Ongoing outrage in the UK over the Horizon IT scandal was recently stirred up by a recent documentary. The catalyst was the implementation of an inaccurate accounting system, but the problem cascaded into a horrific personal tragedy afflicting thousands due to poor management and oversight practices. A stream of former and current executives and IT staff have been called to testify about the incident in public testimony, while the popular press has been sharing the horrible stories of the afflicted.
I asked Rhode if the new AI risk management standard might avert similar tragedies in the future. She explains:
I see this management standard as emphasizing the business aspects more than the technical aspects, and that the ones that kind of hang off it are the ones that go more deeply into the technical side of things. And there's a huge emphasis on testing and validation and putting tools around so that these tools aren't kind of just hallucinating and trying to come up with answers where they don't actually have a lot of data to back up, but they still produce something because that's what they're programmed to do.

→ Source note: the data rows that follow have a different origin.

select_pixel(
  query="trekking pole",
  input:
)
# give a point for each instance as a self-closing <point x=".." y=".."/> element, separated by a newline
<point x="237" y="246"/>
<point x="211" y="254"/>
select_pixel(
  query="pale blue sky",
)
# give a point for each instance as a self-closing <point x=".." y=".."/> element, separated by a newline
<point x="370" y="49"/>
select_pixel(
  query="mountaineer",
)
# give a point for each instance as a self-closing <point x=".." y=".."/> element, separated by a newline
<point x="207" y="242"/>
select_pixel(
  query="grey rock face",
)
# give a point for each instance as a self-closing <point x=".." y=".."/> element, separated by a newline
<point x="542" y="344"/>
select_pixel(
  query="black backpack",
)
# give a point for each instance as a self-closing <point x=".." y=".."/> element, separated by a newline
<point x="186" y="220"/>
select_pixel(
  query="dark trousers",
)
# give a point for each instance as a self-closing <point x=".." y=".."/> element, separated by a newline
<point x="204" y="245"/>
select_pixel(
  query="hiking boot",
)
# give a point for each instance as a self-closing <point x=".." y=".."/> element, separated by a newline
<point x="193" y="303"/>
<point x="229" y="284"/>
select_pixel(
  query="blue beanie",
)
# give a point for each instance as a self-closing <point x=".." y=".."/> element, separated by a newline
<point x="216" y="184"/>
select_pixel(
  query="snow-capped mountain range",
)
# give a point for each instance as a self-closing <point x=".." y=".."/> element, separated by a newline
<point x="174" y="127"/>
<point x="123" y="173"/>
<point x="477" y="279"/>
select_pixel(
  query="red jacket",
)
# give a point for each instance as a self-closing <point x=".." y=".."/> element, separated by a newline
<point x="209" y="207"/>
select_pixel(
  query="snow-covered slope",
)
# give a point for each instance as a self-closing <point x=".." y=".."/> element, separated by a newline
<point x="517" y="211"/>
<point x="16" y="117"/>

And there's a big, educational piece that needs to go along with the best practice so that the best practice is kind of out there. But the big challenge organizations have is actually doing the implementation, and that's from awareness at the leadership level through to implementation at the technical level. And I think, you know, that some of the risks that we've seen in the news, you know, could have been mitigated by following these kind of best practice guides.